Олаф хохотнул, но в синих глазах была насмешка и превосходство над самим Вепрем:

– Здорово! Вот только вся империя – гнилое яблоко. Да и что говорить, под здешним солнцем все загнивает быстро.

Вепрь рявкнул:

– И ты туда же?

– Я? – удивился Олаф. – Я остаюсь. Хоть империя и гниет, зато как гниет! Мне нравится.

Уже на корабле Олаф, гордясь красивым почерком, написал отцу длинное письмо. Полюбовался, посыпал мелким песком – высохнет быстрее, – подул, хотя свирепый северный ветер мгновенно высушил чернила.

Владимир сказал скептически:

– А как прочтет? Небось во всей твоей Свионии днем с огнем не отыщешь грамотного.

– А жиды на что? – обиделся Олаф. – Они ж все грамотные! Им вера велит быть грамотными.

Владимир удивился:

– Неужто и туда добрались? У вас же там, окромя голых камней и селедки, голо, как у славянина в каморе.

Олаф любовно свернул письмо в трубочку, перевязал шелковым шнурком.
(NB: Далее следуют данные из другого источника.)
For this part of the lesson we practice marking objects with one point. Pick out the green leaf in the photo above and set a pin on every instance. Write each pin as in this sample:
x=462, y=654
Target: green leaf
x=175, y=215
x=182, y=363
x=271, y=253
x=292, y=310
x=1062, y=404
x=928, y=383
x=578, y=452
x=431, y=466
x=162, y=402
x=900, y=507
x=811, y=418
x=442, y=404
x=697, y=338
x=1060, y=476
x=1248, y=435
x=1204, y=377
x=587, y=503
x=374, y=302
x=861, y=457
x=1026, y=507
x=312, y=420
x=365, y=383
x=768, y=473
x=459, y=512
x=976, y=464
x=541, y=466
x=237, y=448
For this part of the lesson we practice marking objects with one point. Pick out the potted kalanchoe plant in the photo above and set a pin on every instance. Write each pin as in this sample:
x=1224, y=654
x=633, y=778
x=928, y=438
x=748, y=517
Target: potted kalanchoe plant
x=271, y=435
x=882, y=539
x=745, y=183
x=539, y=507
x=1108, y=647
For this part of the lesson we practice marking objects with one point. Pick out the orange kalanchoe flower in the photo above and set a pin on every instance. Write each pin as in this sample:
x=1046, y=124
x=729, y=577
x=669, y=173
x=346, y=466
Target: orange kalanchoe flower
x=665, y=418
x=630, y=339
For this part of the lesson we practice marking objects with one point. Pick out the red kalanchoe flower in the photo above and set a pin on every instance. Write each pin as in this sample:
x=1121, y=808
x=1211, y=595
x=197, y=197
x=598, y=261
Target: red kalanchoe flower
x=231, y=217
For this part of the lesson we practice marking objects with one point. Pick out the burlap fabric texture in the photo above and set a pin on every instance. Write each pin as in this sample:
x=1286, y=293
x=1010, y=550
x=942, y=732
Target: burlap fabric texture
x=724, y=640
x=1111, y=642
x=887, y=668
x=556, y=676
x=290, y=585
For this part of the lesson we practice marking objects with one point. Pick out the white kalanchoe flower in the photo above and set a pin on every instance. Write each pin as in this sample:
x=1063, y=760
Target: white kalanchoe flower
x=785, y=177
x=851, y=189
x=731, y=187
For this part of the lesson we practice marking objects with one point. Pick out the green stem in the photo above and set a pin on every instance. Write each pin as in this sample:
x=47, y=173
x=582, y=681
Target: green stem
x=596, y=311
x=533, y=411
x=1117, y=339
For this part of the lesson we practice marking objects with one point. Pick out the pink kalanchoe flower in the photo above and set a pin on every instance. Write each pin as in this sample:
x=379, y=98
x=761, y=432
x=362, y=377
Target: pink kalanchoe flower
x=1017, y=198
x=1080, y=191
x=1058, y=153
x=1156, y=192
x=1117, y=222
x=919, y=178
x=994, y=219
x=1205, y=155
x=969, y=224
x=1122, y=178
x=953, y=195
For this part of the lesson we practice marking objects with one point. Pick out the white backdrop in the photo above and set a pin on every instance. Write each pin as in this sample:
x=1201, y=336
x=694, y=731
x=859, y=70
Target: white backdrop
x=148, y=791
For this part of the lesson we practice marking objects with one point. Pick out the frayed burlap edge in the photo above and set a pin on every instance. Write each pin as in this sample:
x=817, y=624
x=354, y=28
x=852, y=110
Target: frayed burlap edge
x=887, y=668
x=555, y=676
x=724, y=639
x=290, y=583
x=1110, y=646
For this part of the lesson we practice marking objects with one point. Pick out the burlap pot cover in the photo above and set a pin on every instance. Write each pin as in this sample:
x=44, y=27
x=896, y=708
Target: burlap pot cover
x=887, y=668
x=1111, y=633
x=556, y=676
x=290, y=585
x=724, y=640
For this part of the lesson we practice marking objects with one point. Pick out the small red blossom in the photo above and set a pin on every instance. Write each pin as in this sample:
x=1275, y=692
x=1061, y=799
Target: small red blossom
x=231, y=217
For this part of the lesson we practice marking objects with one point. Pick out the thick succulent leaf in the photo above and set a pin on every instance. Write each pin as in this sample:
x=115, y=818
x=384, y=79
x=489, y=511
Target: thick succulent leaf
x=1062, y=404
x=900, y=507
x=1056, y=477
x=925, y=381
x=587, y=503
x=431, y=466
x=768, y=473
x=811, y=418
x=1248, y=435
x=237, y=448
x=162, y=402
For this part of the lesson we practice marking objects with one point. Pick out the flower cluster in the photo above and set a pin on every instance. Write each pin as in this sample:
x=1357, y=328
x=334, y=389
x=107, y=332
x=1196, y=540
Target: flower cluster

Владимир с усмешкой следил, как друг, высунув язык от усердия, плавит красный сургуч на свече, закапывает края свитка и перекрещение шнурков, шипит от злости, когда горячий сургуч каплет на пальцы, ловкие лишь с рукоятью боевого топора.

– А Локи их знает… – ответил Олаф рассеянно. – Может быть, ищут камень для своего храма. Я слышал, им кто-то порушил. У нас самый крепкий гранит, как и мы сами. Храм из наших глыб так просто не разрушить!

Красивый, сильный, с грудью в самом деле похожей на гранитную плиту, он потыкал именной печатью на перстне в еще мягкий сургуч, протянул Владимиру:

– Я все написал. Он даст тебе войско!

– Он ждет тебя, – напомнил Владимир уже без надежды. – Если бы у меня был отец… И если бы меня так ждал! Может, не стоит тебе принимать веру Христа?

– Елена настаивает, – вздохнул Олаф.

– И ты подчинишься женщине?

Олаф грустно взглянул на друга. В синих глазах викинга было странное превосходство и печаль.

– Ты еще не понял… что все, что делаем… что делают мужчины… все ради женщин?

Владимир стиснул челюсти. Он уже был уверен, что на самом деле даже их Иисус пошел на крест ради женщины. Но память людская выбирает назидательное, что можно использовать для воспитания потомства. Правду замалчивает или перевирает. Конечно же, ради любви к женщине. Но теперь говорят – ко всем людям.

– Прощай, – сказал он невесело.

– А ты… с Анной… как?

Голос Владимира был искаженным от горя и ярости:

– Я все равно ее возьму!.. Одну или… нет, теперь с Царьградом вместе!